MİRAÇ GECEMİZ: İLÂHÎ RAHMET VE SEKÎNET VESİLEMİZ

    Geçen yıl milletçe büyük bir felaket yaşadık. Yitirdiğimiz her bir canın acısıyla yüreklerimiz yangın yerine döndü. Acımızı tarif etmeye kelimeler kifayetsiz. Allah’a hamdolsun ki dün olduğu gibi bugün de zor zamanımızda kenetlendik. Âlicenap milletimiz başta olmak üzere duyarlılık gösteren ülkelerin, depremin ilk anından itibaren maddi manevi imkânlarını seferber etmesi her türlü takdire şayandır.
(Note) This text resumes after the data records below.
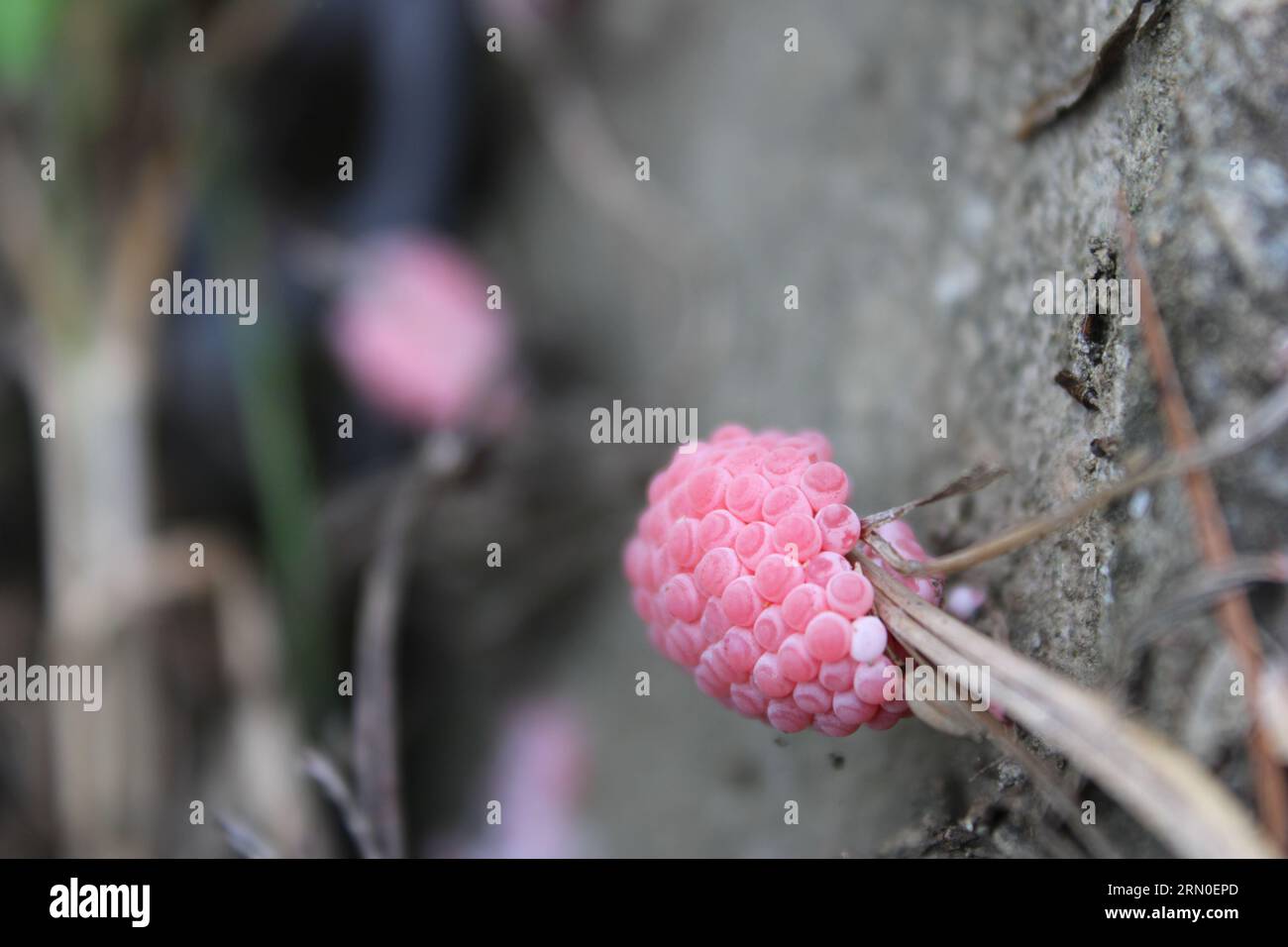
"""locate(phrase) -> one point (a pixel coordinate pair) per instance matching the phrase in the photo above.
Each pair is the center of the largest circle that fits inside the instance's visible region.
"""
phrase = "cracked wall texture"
(812, 169)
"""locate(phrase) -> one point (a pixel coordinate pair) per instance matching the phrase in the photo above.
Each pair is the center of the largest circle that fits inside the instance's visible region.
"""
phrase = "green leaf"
(27, 30)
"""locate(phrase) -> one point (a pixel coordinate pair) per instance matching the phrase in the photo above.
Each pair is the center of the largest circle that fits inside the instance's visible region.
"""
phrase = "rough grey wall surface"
(814, 169)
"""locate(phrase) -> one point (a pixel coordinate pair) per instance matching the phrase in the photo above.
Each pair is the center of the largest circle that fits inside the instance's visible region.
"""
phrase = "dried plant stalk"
(1164, 788)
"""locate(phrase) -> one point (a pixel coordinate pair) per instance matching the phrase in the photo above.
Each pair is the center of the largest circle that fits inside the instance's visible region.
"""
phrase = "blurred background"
(387, 474)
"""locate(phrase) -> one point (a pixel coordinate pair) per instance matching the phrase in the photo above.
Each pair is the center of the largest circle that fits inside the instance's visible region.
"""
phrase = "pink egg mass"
(738, 569)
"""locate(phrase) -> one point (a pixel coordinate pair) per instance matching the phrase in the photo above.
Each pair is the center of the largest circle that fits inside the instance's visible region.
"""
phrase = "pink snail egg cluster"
(738, 567)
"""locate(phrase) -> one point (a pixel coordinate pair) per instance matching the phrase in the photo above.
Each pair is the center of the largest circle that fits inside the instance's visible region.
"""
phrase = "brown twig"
(1233, 611)
(1052, 106)
(1164, 788)
(1269, 415)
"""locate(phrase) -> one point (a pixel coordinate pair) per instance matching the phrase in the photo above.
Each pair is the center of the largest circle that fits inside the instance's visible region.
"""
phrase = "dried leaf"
(1164, 788)
(1052, 106)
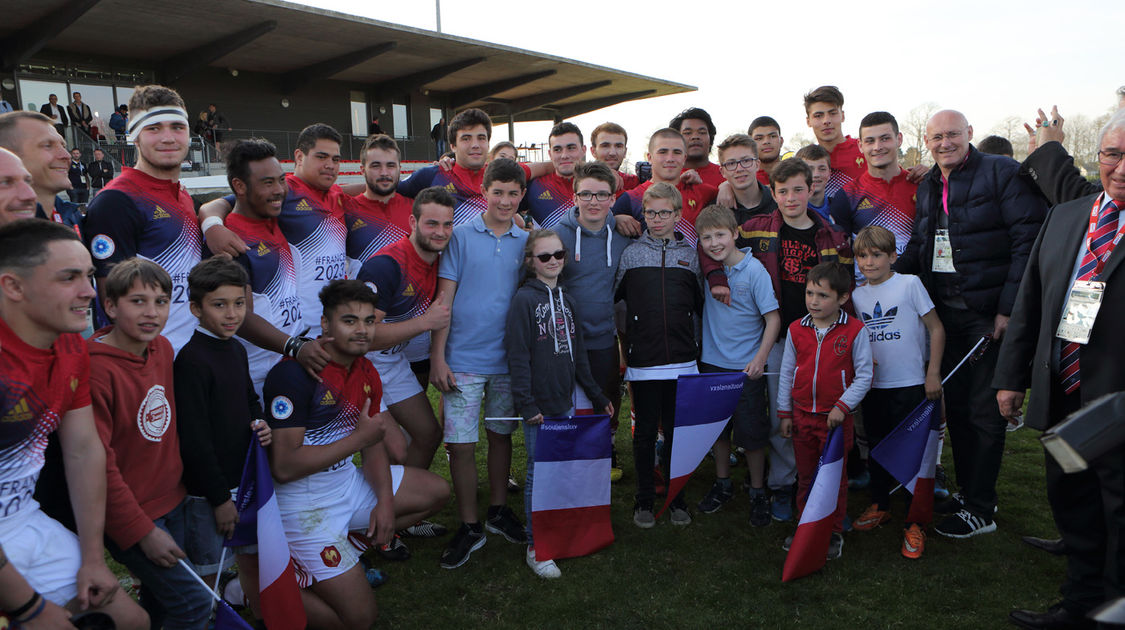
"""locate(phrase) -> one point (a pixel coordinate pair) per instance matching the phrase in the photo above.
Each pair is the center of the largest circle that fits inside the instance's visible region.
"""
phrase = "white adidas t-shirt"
(892, 313)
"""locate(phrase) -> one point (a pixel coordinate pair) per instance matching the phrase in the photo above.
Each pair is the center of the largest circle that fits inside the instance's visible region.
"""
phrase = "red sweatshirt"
(135, 413)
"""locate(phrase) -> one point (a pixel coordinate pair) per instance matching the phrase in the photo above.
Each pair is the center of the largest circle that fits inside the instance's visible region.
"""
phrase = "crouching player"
(317, 428)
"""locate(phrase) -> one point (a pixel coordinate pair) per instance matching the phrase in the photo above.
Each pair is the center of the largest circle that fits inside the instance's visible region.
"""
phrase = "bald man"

İnanıyoruz ki aynı iman ve ruha sahip olduğumuz müddetçe aşamayacağımız hiçbir engel yoktur. Toplu vurdukça yüreklerimiz Allah’ın yardım ve inayetiyle üstesinden gelemeyeceğimiz zorluk yoktur. Birlik ve beraberlik içinde hareket ettiğimiz sürece saramayacağımız hiçbir yara, dindiremeyeceğimiz hiçbir acı yoktur.
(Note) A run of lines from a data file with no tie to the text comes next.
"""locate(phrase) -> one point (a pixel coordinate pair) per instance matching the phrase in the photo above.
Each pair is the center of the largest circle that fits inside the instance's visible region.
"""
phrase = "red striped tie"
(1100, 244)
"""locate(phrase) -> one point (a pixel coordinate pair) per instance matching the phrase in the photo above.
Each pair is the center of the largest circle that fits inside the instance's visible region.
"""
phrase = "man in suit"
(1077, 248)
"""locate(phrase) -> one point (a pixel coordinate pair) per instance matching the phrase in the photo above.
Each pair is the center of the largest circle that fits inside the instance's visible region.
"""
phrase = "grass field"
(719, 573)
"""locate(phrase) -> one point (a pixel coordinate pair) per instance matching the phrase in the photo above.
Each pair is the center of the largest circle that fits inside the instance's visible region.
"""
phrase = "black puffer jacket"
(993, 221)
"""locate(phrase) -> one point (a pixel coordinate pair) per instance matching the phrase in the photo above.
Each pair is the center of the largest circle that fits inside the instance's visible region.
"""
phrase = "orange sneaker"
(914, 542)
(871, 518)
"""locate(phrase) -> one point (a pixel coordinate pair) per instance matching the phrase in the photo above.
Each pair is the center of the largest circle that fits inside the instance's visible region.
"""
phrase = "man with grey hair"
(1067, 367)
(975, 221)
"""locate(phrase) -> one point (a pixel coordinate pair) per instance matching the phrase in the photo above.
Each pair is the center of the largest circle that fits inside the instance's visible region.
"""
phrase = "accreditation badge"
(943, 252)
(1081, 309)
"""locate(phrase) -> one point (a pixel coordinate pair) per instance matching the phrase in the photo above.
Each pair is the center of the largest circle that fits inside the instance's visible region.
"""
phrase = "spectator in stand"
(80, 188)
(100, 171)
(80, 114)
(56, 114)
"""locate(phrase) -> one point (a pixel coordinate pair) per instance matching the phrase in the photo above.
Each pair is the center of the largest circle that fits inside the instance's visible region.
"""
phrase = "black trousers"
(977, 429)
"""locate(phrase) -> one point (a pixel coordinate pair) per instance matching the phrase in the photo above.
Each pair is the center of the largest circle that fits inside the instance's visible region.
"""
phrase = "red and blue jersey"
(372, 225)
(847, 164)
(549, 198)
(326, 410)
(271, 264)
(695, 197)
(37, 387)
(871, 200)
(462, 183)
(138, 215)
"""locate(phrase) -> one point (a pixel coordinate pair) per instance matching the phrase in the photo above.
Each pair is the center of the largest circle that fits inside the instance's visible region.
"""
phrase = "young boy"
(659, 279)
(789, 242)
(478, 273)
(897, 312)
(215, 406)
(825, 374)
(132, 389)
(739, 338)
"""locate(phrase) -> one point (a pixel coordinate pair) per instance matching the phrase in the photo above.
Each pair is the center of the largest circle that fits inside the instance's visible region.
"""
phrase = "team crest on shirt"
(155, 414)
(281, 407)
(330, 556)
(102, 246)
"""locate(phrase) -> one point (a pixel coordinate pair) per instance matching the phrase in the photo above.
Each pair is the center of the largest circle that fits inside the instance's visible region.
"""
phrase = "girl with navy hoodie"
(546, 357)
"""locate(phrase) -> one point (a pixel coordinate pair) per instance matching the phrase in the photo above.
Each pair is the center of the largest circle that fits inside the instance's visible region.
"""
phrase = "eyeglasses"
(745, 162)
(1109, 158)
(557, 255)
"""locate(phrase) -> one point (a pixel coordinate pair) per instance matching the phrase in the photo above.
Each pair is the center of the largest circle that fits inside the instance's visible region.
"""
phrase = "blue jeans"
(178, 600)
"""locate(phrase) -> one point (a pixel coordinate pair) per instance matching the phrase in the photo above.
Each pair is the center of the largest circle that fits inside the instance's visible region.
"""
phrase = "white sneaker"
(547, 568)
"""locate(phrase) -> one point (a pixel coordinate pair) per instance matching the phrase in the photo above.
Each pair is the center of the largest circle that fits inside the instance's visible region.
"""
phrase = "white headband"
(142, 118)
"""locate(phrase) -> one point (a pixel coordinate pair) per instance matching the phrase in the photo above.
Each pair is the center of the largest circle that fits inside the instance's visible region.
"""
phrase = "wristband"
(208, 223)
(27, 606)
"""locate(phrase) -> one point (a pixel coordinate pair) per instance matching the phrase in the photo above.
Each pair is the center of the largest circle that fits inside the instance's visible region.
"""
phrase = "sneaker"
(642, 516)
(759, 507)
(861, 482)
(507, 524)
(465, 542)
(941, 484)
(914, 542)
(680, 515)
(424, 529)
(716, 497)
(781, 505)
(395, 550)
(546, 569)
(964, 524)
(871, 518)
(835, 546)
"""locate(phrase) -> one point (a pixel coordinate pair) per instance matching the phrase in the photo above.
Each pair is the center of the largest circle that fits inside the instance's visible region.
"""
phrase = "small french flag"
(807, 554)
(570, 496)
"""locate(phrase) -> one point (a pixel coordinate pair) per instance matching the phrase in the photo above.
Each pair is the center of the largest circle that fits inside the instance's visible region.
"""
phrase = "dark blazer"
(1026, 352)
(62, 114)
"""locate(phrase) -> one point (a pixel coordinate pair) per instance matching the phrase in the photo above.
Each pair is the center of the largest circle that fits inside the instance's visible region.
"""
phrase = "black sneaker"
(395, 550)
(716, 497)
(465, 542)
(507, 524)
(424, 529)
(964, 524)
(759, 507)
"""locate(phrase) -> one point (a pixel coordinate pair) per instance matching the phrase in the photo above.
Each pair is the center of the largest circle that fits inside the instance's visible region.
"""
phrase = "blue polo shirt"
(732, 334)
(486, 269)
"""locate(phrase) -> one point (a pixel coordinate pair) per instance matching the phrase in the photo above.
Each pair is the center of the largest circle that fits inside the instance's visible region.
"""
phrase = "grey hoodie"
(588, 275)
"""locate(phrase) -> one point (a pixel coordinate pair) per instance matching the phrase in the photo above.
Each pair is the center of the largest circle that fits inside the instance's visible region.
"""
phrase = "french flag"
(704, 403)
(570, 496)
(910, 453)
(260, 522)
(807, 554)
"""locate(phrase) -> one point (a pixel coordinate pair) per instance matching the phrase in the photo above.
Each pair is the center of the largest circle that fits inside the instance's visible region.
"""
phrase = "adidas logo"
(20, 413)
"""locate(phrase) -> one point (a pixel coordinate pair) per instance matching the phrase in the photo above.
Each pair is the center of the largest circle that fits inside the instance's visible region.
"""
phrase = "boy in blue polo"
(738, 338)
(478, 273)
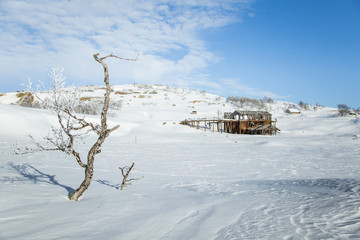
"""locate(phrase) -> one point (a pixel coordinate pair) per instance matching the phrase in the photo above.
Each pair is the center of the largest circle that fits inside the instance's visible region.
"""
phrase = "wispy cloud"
(36, 35)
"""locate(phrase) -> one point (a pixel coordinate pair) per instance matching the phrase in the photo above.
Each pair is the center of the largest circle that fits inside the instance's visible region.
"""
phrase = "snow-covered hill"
(303, 183)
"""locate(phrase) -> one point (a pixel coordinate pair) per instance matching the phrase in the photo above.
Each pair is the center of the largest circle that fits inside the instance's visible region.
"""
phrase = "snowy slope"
(303, 183)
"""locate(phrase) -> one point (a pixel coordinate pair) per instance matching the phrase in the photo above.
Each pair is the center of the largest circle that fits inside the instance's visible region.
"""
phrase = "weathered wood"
(247, 122)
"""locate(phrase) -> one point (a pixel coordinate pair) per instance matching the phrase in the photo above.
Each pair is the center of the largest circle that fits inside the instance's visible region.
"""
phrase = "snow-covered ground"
(303, 183)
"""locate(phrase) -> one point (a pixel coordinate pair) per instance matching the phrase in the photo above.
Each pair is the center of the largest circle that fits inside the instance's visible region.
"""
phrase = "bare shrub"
(343, 110)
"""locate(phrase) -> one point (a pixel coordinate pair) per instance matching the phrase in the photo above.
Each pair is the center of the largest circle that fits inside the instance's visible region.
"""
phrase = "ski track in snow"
(301, 184)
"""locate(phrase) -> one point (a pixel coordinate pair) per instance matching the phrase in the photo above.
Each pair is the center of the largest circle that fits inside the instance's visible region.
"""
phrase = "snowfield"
(303, 183)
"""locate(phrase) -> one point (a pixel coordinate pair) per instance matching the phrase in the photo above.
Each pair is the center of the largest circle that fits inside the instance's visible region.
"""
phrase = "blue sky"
(289, 50)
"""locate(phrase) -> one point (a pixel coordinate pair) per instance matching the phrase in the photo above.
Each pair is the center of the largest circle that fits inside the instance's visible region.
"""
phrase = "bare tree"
(125, 172)
(73, 128)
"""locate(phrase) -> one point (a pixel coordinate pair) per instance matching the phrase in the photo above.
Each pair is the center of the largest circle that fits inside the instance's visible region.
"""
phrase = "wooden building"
(239, 122)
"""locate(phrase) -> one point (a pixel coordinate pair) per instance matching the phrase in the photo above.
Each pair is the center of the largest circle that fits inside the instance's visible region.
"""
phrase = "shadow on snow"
(29, 173)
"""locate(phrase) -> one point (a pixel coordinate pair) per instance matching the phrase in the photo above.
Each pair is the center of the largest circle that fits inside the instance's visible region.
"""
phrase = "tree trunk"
(103, 133)
(89, 170)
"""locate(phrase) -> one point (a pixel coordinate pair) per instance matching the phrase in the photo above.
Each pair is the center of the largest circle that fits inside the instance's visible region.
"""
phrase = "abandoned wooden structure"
(238, 122)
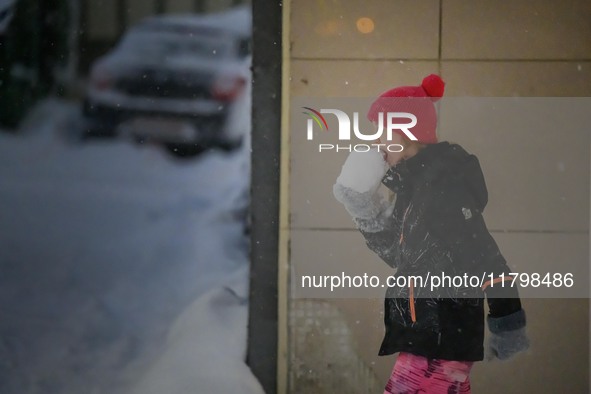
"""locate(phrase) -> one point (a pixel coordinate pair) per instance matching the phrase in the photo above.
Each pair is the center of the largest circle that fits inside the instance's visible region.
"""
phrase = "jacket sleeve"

Bu gece, mahzun gönüllerimize ilâhî bir rahmet ve sekînet vesilesi olan miraç gecesini idrak edeceğiz, inşallah. Bizleri bu mübarek geceye ulaştıran Cenâb-ı Hakk’a sonsuz hamd ü sena, ümmeti olmakla şeref bulduğumuz Sevgili Peygamberimiz Hz. Muhammed Mustafa (S.A.V.) Efendimize salat ve selam olsun. Miraç Gecemiz mübarek olsun. 
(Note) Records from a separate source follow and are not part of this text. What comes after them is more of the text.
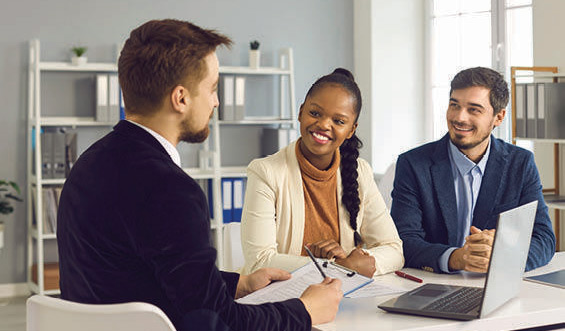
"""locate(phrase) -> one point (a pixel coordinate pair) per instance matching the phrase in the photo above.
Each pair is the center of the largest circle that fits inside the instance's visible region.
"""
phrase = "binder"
(540, 118)
(227, 98)
(47, 155)
(554, 103)
(239, 98)
(227, 192)
(238, 194)
(122, 106)
(113, 99)
(70, 151)
(59, 146)
(520, 107)
(102, 98)
(531, 111)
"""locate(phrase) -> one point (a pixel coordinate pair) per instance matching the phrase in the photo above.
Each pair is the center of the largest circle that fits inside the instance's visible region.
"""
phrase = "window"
(470, 33)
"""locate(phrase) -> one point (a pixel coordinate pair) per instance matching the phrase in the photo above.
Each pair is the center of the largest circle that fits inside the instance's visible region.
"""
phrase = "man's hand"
(322, 300)
(360, 261)
(258, 279)
(327, 249)
(475, 254)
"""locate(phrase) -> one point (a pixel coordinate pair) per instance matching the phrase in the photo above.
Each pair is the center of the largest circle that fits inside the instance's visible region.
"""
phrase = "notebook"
(304, 277)
(502, 283)
(556, 278)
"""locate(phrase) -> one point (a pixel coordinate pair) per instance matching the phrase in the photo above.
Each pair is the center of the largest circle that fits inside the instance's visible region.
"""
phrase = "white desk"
(535, 306)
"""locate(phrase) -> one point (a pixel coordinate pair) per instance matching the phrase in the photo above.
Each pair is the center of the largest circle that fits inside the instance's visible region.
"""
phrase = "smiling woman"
(298, 197)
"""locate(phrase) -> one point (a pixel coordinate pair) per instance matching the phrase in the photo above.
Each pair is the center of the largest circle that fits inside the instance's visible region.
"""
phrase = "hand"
(322, 300)
(360, 261)
(475, 254)
(259, 279)
(327, 249)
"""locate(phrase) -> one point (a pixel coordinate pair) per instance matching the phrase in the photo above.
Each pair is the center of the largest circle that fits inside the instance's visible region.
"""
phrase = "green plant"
(79, 50)
(254, 45)
(8, 191)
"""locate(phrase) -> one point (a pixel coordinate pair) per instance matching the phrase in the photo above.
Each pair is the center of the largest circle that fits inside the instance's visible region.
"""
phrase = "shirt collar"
(463, 163)
(170, 148)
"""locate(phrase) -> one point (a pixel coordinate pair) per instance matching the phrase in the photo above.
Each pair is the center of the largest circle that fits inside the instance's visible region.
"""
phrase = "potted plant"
(8, 191)
(78, 57)
(254, 54)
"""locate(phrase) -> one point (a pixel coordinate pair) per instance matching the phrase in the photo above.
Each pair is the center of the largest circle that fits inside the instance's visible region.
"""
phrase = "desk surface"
(536, 305)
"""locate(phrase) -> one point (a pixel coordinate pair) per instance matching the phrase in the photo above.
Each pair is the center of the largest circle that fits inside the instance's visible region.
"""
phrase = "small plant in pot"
(254, 54)
(78, 55)
(9, 192)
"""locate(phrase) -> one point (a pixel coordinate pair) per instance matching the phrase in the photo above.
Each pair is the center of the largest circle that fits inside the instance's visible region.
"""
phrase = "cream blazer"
(272, 227)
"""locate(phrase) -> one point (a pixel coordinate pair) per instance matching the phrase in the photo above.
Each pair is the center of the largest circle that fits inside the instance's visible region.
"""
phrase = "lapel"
(444, 189)
(495, 170)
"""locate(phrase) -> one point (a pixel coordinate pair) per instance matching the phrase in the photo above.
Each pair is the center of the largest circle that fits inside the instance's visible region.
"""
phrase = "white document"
(301, 279)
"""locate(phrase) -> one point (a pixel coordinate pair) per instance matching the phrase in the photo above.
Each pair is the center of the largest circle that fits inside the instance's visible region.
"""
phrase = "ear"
(352, 131)
(499, 117)
(180, 99)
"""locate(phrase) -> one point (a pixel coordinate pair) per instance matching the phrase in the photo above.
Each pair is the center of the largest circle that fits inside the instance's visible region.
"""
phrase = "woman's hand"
(360, 261)
(327, 249)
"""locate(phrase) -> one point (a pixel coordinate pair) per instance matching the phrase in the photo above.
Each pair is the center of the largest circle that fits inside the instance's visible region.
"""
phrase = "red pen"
(407, 276)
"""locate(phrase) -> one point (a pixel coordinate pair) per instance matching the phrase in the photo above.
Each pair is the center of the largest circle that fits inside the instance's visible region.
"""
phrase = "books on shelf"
(50, 275)
(233, 192)
(108, 101)
(58, 152)
(50, 203)
(540, 109)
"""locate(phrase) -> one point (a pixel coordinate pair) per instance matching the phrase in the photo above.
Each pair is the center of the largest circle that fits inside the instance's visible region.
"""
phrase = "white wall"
(389, 56)
(549, 50)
Yüce Rabbimiz, Hz. Peygamber (S.A.V.) Efendimizi, ömrünün hüzün senesi olarak bilinen çok zor bir döneminde miraç hâdisesiyle teselli etmişti. Âlemlere rahmet Hz. Muhammed Mustafa (S.A.V.) Efendimizi zatının birliğine, büyüklüğüne ve sonsuzluğuna şahit kılmıştı. Bu kutlu yolculuk Kur’an-ı Kerim’de şöyle anlatılmaktadır:

سُبْحَانَ الَّذِى أَسْرَى بِعَبْدِهِ لَيْلاً مِنَ الْمَسْجِدِ الْحَرَامِ اِلَى الْمَسْجِدِ اْلأَقْصَى الَّذِى بَارَكْنَا حَوْلَهُ لِنُرِيَهُ مِنْ آيَاتِنَا اِنَّهُ هُوَ السَّمِيعُ الْبَصِيرُ

“Kulu Muhammed’i, bir gece Mescid-i Haram’dan alıp Mescid-i Aksa’ya kadar götüren ALLAH her türlü noksanlıklardan münezzehtir. O Mescid-i Aksa ki, biz O’nun etrafına feyz ve bereket verdik, etrafını mübarek kıldık. Bu gece yolculuğunu, O’na bizim kudret ve azametimize delâlet eden ayetlerimizden, nice şaşkınlık verici şeylerden bazısını gösterelim diye yaptırdık. Muhakkak ki O, evet sadece O, her şeyi hakkıyla işitci ve her şeyi de hakkıyla görücüdür.” 

İsra ve Mi’rac hadisesi: Hz. Peygamber (S.A.V.) Efendimiz uyanıkken, şahsı yani hem mübarek vücudu ve hem de ruhu ile olmuştur. Rüyada veya sadece ruhu ile olmamıştır. Eğer böyle olsaydı, Mekke müşrikleri ve hatta imanı zayıf bir kısım Müslümanlar tarafından inkâr edilmezdi. 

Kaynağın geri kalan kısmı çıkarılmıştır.